By John McGrath
Have you noticed that the speculation has started? The property market is “grinding to a halt”. The boom is over. The banks have lent too much. The bubble is going to burst.
This sort of chatter happens at the end of every boom. I have seen it time and time again over 30 years and the ‘doom and gloom’ predictions simply haven’t eventuated. The moment we see even the slightest change in boom market conditions, the headlines begin. The end is called. The umpire blows his whistle. Yesterday we were in a boom, today we’re on a slippery slope.
A gradual process
In reality, booms don’t end this way. It’s an extremely gradual process. Yes, we might be at the start of a slowdown in Sydney and Melbourne today. Or we might not be – no one knows. But there’s a few small signs that the market is slowing and that’s why we’re seeing these headlines and predictions of price falls. The key is not to panic.
I’d actually encourage you to welcome a slowdown in growth. After a long period of price rises – about 75% in Sydney alone, we need a period of consolidation that will put a floor under these new price levels and provide stable ground for home values to rise strongly again in the next boom.
Of course, no home owner likes to see prices go down. But it’s important to remember that if we do see some price reductions, they’ll be small and short term. History tells us that good quality properties double in value every decade but growth is never in a straight line. More often than not, we have a few years of strong growth, a few years of little growth and round in circles we go.
I’d advise you to ignore all suggestions of a market crash. It’s not going to happen. Yes, we’ve had phenomenal growth over the past five years. That doesn’t mean we’re due to have phenomenal declines.
Property is now analysed, or should I say over-analysed, as closely as the stock market but property is not an asset class that changes overnight. We have too much population growth fuelling demand and too much of an undersupply to experience a crash.

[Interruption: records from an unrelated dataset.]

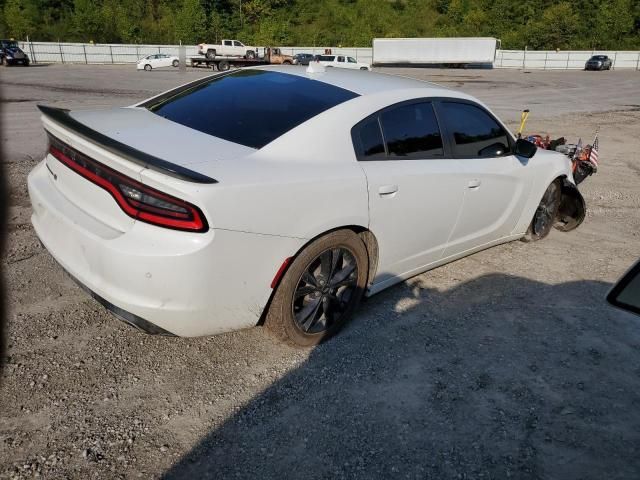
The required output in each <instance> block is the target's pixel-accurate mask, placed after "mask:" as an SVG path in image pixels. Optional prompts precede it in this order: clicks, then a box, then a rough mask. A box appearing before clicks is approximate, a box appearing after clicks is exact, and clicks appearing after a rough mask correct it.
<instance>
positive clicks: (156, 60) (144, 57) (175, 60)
mask: <svg viewBox="0 0 640 480" xmlns="http://www.w3.org/2000/svg"><path fill="white" fill-rule="evenodd" d="M178 65H180V61H179V60H178V57H175V56H171V55H167V54H166V53H157V54H155V55H147V56H146V57H144V58H141V59H140V60H138V63H137V65H136V68H137V69H138V70H146V71H150V70H153V69H154V68H163V67H177V66H178Z"/></svg>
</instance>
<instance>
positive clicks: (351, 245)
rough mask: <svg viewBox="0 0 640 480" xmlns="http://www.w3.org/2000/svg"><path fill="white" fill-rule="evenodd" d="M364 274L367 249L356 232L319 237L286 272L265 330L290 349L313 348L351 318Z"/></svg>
mask: <svg viewBox="0 0 640 480" xmlns="http://www.w3.org/2000/svg"><path fill="white" fill-rule="evenodd" d="M368 271H369V267H368V255H367V249H366V247H365V244H364V243H363V241H362V239H361V238H360V237H359V236H358V235H357V234H356V233H354V232H352V231H351V230H336V231H334V232H331V233H329V234H327V235H325V236H323V237H320V238H318V239H317V240H315V241H313V242H311V243H310V244H309V245H307V246H306V247H305V248H304V250H302V251H301V252H300V253H299V254H298V255H297V256H296V257H295V258H294V259H293V261H291V262H290V263H289V264H288V265H287V266H286V267H285V271H284V273H283V274H282V279H281V281H280V282H279V284H278V285H277V287H276V291H275V293H274V296H273V299H272V301H271V305H270V306H269V311H268V313H267V317H266V321H265V326H266V327H267V329H268V330H269V331H271V332H272V333H273V334H274V335H276V336H277V337H279V338H280V339H281V340H283V341H285V342H287V343H289V344H291V345H295V346H300V347H309V346H312V345H317V344H318V343H320V342H322V341H323V340H326V339H328V338H329V337H331V336H333V335H334V334H336V333H337V332H338V331H339V330H340V329H341V328H342V327H343V326H344V325H345V324H346V323H347V321H348V320H349V318H350V317H351V316H352V315H353V313H354V311H355V310H356V308H357V306H358V304H359V302H360V299H361V298H362V295H363V294H364V291H365V289H366V286H367V277H368Z"/></svg>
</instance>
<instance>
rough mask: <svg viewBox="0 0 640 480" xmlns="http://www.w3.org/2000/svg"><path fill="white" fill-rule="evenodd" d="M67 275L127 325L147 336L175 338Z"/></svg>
mask: <svg viewBox="0 0 640 480" xmlns="http://www.w3.org/2000/svg"><path fill="white" fill-rule="evenodd" d="M67 275H69V277H71V279H72V280H73V281H74V282H76V284H77V285H78V286H79V287H80V288H81V289H83V290H84V291H85V292H87V293H88V294H89V295H91V297H93V299H94V300H96V301H97V302H98V303H99V304H101V305H102V306H103V307H104V308H106V309H107V310H109V311H110V312H111V313H112V314H113V315H114V316H115V317H117V318H119V319H120V320H122V321H123V322H125V323H128V324H129V325H131V326H132V327H134V328H137V329H138V330H141V331H143V332H144V333H148V334H149V335H163V336H167V337H175V335H174V334H173V333H171V332H167V331H166V330H165V329H164V328H161V327H159V326H157V325H154V324H153V323H151V322H150V321H148V320H145V319H144V318H141V317H139V316H137V315H134V314H133V313H131V312H127V311H126V310H123V309H122V308H120V307H118V306H116V305H114V304H113V303H111V302H109V301H108V300H106V299H104V298H102V297H101V296H100V295H98V294H97V293H96V292H94V291H92V290H91V289H90V288H89V287H87V286H86V285H85V284H83V283H82V282H81V281H80V280H78V279H77V278H75V277H74V276H73V275H71V274H70V273H69V272H67Z"/></svg>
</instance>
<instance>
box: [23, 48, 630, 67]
mask: <svg viewBox="0 0 640 480" xmlns="http://www.w3.org/2000/svg"><path fill="white" fill-rule="evenodd" d="M19 43H20V47H21V48H22V49H23V50H24V51H25V52H26V53H27V54H28V55H29V58H31V61H32V62H34V63H85V64H109V63H114V64H115V63H136V62H137V61H138V60H139V59H140V58H142V57H145V56H147V55H152V54H155V53H166V54H169V55H175V56H178V53H179V49H180V46H179V45H125V44H92V43H55V42H19ZM262 48H263V47H259V51H260V50H262ZM326 48H331V51H332V53H333V54H336V55H347V56H351V57H354V58H355V59H356V60H357V61H358V62H363V63H368V64H370V63H371V62H372V61H373V50H372V49H371V48H360V47H354V48H345V47H281V49H282V52H283V53H285V54H289V55H295V54H296V53H311V54H321V53H324V51H325V49H326ZM186 54H187V57H189V56H195V55H198V51H197V46H195V45H187V46H186ZM598 54H602V55H608V56H609V57H610V58H611V59H612V61H613V65H612V68H613V69H614V70H615V69H633V70H640V51H598V50H593V51H555V50H549V51H540V50H536V51H533V50H497V51H496V59H495V62H494V64H493V67H494V68H515V69H540V70H571V69H582V68H584V63H585V62H586V61H587V60H588V59H589V57H591V55H598Z"/></svg>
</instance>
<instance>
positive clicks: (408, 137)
mask: <svg viewBox="0 0 640 480" xmlns="http://www.w3.org/2000/svg"><path fill="white" fill-rule="evenodd" d="M311 70H313V69H311ZM39 108H40V110H41V111H42V114H43V118H42V119H43V124H44V128H45V130H46V132H47V135H48V139H49V146H48V153H47V155H46V156H45V158H44V160H43V161H42V162H41V163H40V164H38V165H37V166H36V167H35V168H34V169H33V171H32V172H31V173H30V174H29V177H28V187H29V194H30V198H31V202H32V205H33V212H34V213H33V215H32V217H31V219H32V223H33V225H34V228H35V231H36V233H37V235H38V237H39V238H40V239H41V241H42V243H43V244H44V245H45V247H46V248H47V249H48V250H49V252H50V253H51V254H52V255H53V257H54V258H55V259H56V260H57V261H58V262H59V263H60V264H61V265H62V266H63V267H64V269H66V270H67V271H68V272H69V273H70V274H71V275H72V276H73V277H74V278H75V279H76V280H77V281H78V282H79V283H80V284H81V285H83V286H84V287H85V288H86V289H87V290H88V291H89V292H91V294H92V295H93V296H94V297H95V298H96V299H97V300H98V301H100V302H101V303H102V304H103V305H105V306H106V307H107V308H108V309H110V310H111V311H113V312H114V313H115V314H116V315H117V316H118V317H119V318H121V319H124V320H125V321H127V322H129V323H131V324H133V325H136V326H137V327H139V328H141V329H143V330H145V331H147V332H149V333H154V334H165V335H183V336H196V335H209V334H216V333H220V332H225V331H230V330H236V329H241V328H245V327H250V326H253V325H257V324H261V323H262V322H263V321H264V324H265V326H266V327H267V328H268V329H270V330H271V331H272V332H274V333H275V334H276V335H277V336H279V337H280V338H282V339H283V340H285V341H287V342H290V343H293V344H296V345H312V344H316V343H318V342H320V341H321V340H323V339H324V338H327V337H329V336H331V335H333V334H335V333H336V332H337V331H338V330H339V329H340V328H341V327H342V326H343V325H344V324H345V322H346V321H347V320H348V319H349V317H351V316H352V314H353V313H354V312H355V310H356V308H357V306H358V303H359V301H360V299H361V298H362V296H363V295H366V296H370V295H374V294H375V293H378V292H380V291H382V290H384V289H385V288H387V287H390V286H391V285H394V284H395V283H398V282H400V281H402V280H404V279H407V278H409V277H412V276H414V275H417V274H419V273H421V272H424V271H426V270H429V269H432V268H435V267H437V266H439V265H442V264H445V263H448V262H451V261H453V260H456V259H458V258H461V257H464V256H467V255H470V254H472V253H474V252H477V251H479V250H483V249H486V248H488V247H491V246H494V245H498V244H500V243H504V242H508V241H512V240H516V239H522V238H525V239H527V240H539V239H541V238H544V237H545V236H546V235H547V234H548V233H549V231H550V230H551V228H552V227H556V228H558V229H560V230H562V231H567V230H570V229H573V228H575V227H577V226H578V225H579V224H580V222H581V221H582V220H583V218H584V214H585V205H584V200H583V198H582V196H581V195H580V193H579V191H578V189H577V187H576V186H575V184H574V182H573V177H572V171H571V161H570V160H569V158H568V157H567V156H566V155H562V154H560V153H558V152H553V151H550V150H542V149H539V150H537V149H536V147H535V145H533V144H531V143H529V142H527V141H525V140H522V139H520V140H516V138H515V137H514V135H513V134H512V133H511V132H509V130H508V129H507V127H505V125H504V124H503V123H502V122H501V121H500V120H499V119H498V118H497V117H496V116H495V115H494V114H493V113H492V112H491V110H489V108H488V107H486V106H485V105H484V104H482V103H481V102H480V101H478V100H476V99H475V98H474V97H472V96H470V95H467V94H465V93H462V92H457V91H455V90H452V89H449V88H444V87H440V86H437V85H434V84H430V83H426V82H420V81H418V80H413V79H408V78H404V77H399V76H392V75H382V74H374V73H371V74H370V75H364V76H363V75H362V74H360V72H354V71H348V70H342V69H338V68H327V69H324V72H323V73H313V71H311V72H307V71H306V69H304V70H303V69H292V68H287V67H286V66H266V67H258V68H244V69H240V70H236V71H234V72H223V73H220V74H217V75H213V76H210V77H206V78H202V79H198V80H196V81H194V82H192V83H190V84H187V85H184V86H181V87H178V88H176V89H173V90H171V91H169V92H166V93H164V94H160V95H158V96H155V97H153V98H151V99H149V100H146V101H143V102H141V103H138V104H136V105H133V106H131V107H125V108H109V109H98V110H72V111H69V110H66V109H62V108H54V107H46V106H40V107H39ZM265 119H268V121H265ZM123 125H126V128H123ZM166 139H179V141H171V142H167V141H166ZM534 155H535V157H534ZM531 157H534V158H531Z"/></svg>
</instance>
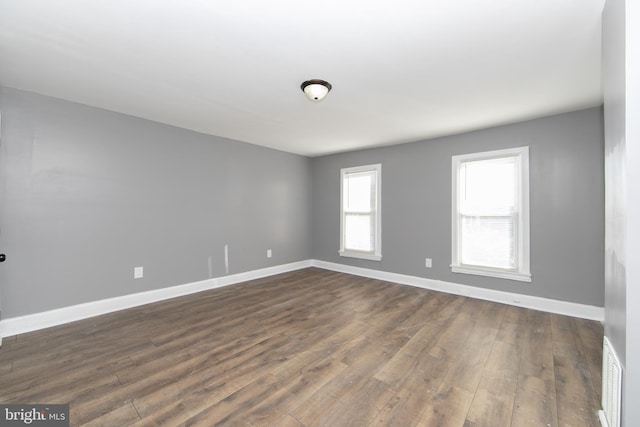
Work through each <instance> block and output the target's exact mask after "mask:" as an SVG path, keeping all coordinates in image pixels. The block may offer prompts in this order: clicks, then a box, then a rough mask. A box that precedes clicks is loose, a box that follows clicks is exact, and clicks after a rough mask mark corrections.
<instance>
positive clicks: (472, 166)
mask: <svg viewBox="0 0 640 427" xmlns="http://www.w3.org/2000/svg"><path fill="white" fill-rule="evenodd" d="M474 162H477V163H474ZM483 168H484V169H485V171H483ZM493 168H497V169H498V173H495V174H493V175H494V176H492V173H491V170H492V169H493ZM470 170H471V173H469V172H470ZM485 172H488V173H485ZM528 174H529V172H528V147H519V148H515V149H507V150H496V151H492V152H485V153H475V154H469V155H461V156H453V158H452V184H453V185H452V189H453V195H452V204H453V206H452V214H453V222H452V264H451V268H452V271H454V272H459V273H469V274H478V275H484V276H492V277H500V278H508V279H513V280H522V281H531V274H530V272H529V250H530V249H529V222H528V221H529V219H528V218H529V214H528V209H529V192H528V188H529V187H528ZM465 184H469V185H465ZM496 189H500V190H501V191H496ZM465 191H469V192H474V191H475V192H474V193H465ZM511 192H513V193H511Z"/></svg>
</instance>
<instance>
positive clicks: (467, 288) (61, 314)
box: [0, 259, 604, 345]
mask: <svg viewBox="0 0 640 427" xmlns="http://www.w3.org/2000/svg"><path fill="white" fill-rule="evenodd" d="M307 267H318V268H323V269H326V270H332V271H338V272H342V273H347V274H353V275H356V276H364V277H369V278H372V279H379V280H385V281H388V282H394V283H399V284H402V285H409V286H416V287H419V288H424V289H430V290H435V291H440V292H446V293H450V294H457V295H464V296H468V297H471V298H477V299H482V300H487V301H494V302H499V303H503V304H510V305H515V306H519V307H525V308H531V309H534V310H540V311H547V312H551V313H558V314H564V315H567V316H573V317H580V318H584V319H591V320H598V321H600V322H602V321H603V320H604V308H602V307H594V306H589V305H583V304H576V303H571V302H566V301H558V300H552V299H547V298H540V297H534V296H529V295H520V294H514V293H509V292H502V291H494V290H490V289H484V288H477V287H474V286H466V285H459V284H456V283H450V282H443V281H440V280H433V279H426V278H423V277H416V276H409V275H405V274H398V273H389V272H385V271H379V270H371V269H367V268H360V267H351V266H348V265H343V264H336V263H332V262H327V261H320V260H314V259H311V260H305V261H299V262H294V263H291V264H283V265H278V266H274V267H267V268H262V269H258V270H253V271H248V272H245V273H238V274H233V275H229V276H222V277H217V278H213V279H207V280H202V281H199V282H193V283H187V284H184V285H178V286H172V287H169V288H163V289H156V290H153V291H147V292H140V293H136V294H131V295H124V296H120V297H115V298H108V299H104V300H99V301H92V302H88V303H84V304H78V305H73V306H70V307H63V308H59V309H55V310H49V311H45V312H42V313H35V314H29V315H26V316H19V317H12V318H8V319H2V320H0V343H1V342H2V341H1V340H2V337H9V336H13V335H17V334H23V333H26V332H31V331H35V330H38V329H44V328H49V327H52V326H57V325H61V324H64V323H69V322H74V321H76V320H82V319H87V318H89V317H93V316H99V315H101V314H106V313H111V312H114V311H118V310H124V309H127V308H132V307H137V306H140V305H144V304H149V303H152V302H157V301H161V300H165V299H169V298H175V297H179V296H183V295H188V294H192V293H195V292H201V291H205V290H209V289H215V288H219V287H223V286H229V285H233V284H235V283H240V282H246V281H248V280H254V279H259V278H262V277H267V276H273V275H275V274H280V273H286V272H289V271H294V270H300V269H303V268H307ZM516 301H518V302H516ZM0 345H1V344H0Z"/></svg>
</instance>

Overseas commentators, in particular, do not understand this. They also don’t appreciate how ingrained it is in our culture to pursue property ownership. We have entirely different dynamics to overseas markets that will continue to keep our property values strong well into the future.
Sydney and Melbourne
Now, the question on everyone’s lips is whether the Sydney and Melbourne markets are turning. Firstly, no one can ever identify the exact time of a turn – it will only become clear to us several months after it has happened because once again, the property market changes at a very slow pace.
As discussed in my column last week, new CoreLogic figures tell us that the supply of established housing stock available for sale in Sydney and Melbourne is at its highest level for this time of year since 2012. Does this indicate slowing demand? Yes. Is it a sign that the market is actually slowing or just a blip? We don’t know yet.
Saturday auction clearance rates remain very high. About 60% represents a normal market. About 80% represents a boom. For the past couple of months, Sydney has been in the 70% - 75% range. Does this indicate a slight drop in demand? Yes. Is demand still strong? Absolutely.
Again, when the property market slows down after a boom, it does so very, very gradually. In my opinion, I do think the Sydney and Melbourne markets are at, or near, their peak for this growth cycle. What’s going to happen next? The two most likely eventualities are as follows:
1. The pace of growth in property prices will slow down but not stop. Property prices will keep growing but at a lesser rate per year.
2. We have a minor correction, where the market will do as it has done before and give back about half of the prior year’s growth, so that would be around 5%.
Neither scenario is cause for panic. If the boom is indeed over, then here’s my advice to people in the market.
Property is a fantastic vehicle for wealth creation if you can hold it long term. That means riding out market slowdowns without panicking and staying focused on the goal of debt-free ownership down the road.